Is the BP gusher the greatest ecological disaster in US history? No.

"On Meet the Press recently, energy and climate czar Carol Browner said the Gulf spill is 'probably the biggest environmental disaster the country has ever faced.' In a speech this week, EPA Administrator Lisa Jackson called the spill 'the largest environmental disaster in American history.'

"Both were eager to show how seriously the Administration is taking this disaster – and both were wrong. America is in the middle of several environmental disasters whose impacts affect not only the Gulf Coast, but all our coasts and everything in between.

"One of the crises, of course, is global climate change – the insidious self-afflicted tragedy whose adverse impacts already are underway, some to be felt for the next 1,000 years according to government researchers.

"Another is freshwater supplies. After surveying water officials around the country in 2003, the General Accounting Office reported that 36 states were expecting shortages of fresh water by 2013, even without drought.

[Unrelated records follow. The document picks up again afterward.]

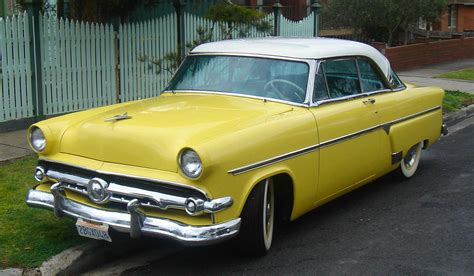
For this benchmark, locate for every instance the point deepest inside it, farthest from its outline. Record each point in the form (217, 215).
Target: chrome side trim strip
(279, 158)
(128, 175)
(274, 160)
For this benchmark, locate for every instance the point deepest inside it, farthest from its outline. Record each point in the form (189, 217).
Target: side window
(320, 89)
(369, 77)
(342, 77)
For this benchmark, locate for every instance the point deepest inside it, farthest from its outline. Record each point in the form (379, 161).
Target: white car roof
(306, 48)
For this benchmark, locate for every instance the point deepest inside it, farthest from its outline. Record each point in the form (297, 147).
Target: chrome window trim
(263, 99)
(385, 126)
(156, 180)
(310, 81)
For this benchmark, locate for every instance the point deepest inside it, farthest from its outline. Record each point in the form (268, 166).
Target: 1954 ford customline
(247, 134)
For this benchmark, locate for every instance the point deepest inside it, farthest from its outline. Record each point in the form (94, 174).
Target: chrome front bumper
(134, 221)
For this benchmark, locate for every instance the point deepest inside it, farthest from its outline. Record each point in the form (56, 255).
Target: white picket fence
(16, 93)
(80, 61)
(193, 22)
(142, 45)
(78, 65)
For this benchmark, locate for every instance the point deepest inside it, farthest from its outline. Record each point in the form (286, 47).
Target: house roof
(302, 48)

Some experts say those shortages are already underway with adverse consequences for energy production, agriculture and peace between neighbors. As the Economist recently noted in a special section on water, we can find substitutes for oil but there is no substitute for water.

"The casualty list goes on: ocean acidification, nitrogen loading, the destruction of wetlands, forests falling to fires and bugs, the decline in soil fertility due to mono-agriculture, the loss of biodiversity, all with very real consequences for our economy, safety and health."
The BP oil gusher (it is not an oil spill, which implies a finite container spilling out) is indeed a terrible disaster and will continue for many weeks or months yet. But it is not going to end the world. It will continue to be a very major problem for the Gulf of Mexico, especially the southern states of the US.

Yet as this quote points out, it is neither the only nor the greatest ecological disaster in the US, let alone the world. We just don't hear as much about the others because they don't have sexy pictures of birds covered in oil, occur on timescales of years or decades rather than weeks or months, and because they cannot be easily blamed on a single company or individual.

Although these other disasters might not make as many headlines, this doesn't mean they are smaller or less important. I have previously attempted to list some of the many ecological and resource challenges facing the world (not just the US). It is tempting to pick one of these and decide that it is the most crucial and minimise the others in order to make more political elbow-room for one's favourite cause, but that is ultimately short-sighted. We need to face them all. They may not be equally threatening, but black-and-white thinking that assumes that for one to be taken seriously, the others can or must be ignored is itself one of the great dangers we face.

Indeed, one of the second order problems is that so many of these threats are interrelated. Biodiversity loss is multiplied by climate change. Deforestation contributes to carbon dioxide levels. Peak oil will tempt us to exploit non-conventional fossil fuels, such as tar sands, accelerating the loss of boreal forests. Decline of fish stocks increases pressure on agriculture and soil degradation. Monocultural agriculture creates nitrogen runoff and creates oceanic dead zones. And so on and so on.

Let us not lose the wood for the trees. These connections are crucial to understand so that we don't push down a bump in the carpet only to have it reappear elsewhere. Any response requires joined up thinking that can see patterns and relations. So many of these problems have underlying causes in the rapid growth of human activity associated with the globalisation of industrialism and its evil twin, consumerism. Until we face the roots of these issues, we are merely trying to treat the symptoms, often in ways that could ultimately worsen the prognosis.


byron smith said...

A little perspective.

byron smith said...

The Guardian's live blog of the grilling of oil execs by a US Congressional hearing yesterday is hilarious. And sad. All five major companies had almost identical published plans for dealing with a disaster, which included references to protecting walruses and the contact details of a expert who died in 2005. Best quote of the day came from Ed Markey, chairman of the committee: "The only technology you seem to be relying on is a Xerox machine."

byron smith said...

A little more perspective: the equivalent of almost 8,000 Gulf gushers are pouring into the atmosphere every day.

byron smith said...

Another environmental ethicist agrees with me.

byron smith said...

"The world is saturated by coverage of the oil spill in the Gulf of Mexico. Yet the impacts of this tragedy are localized, short-term and trivial compared to the broader effects of climate change."

Read more about a series of new studies in Science on the impact of carbon emissions on the oceans. It is suggested that it is more accurate to describe what is happening as "ocean change" than "climate change" since the effects on the former will be (and already are) so enormous.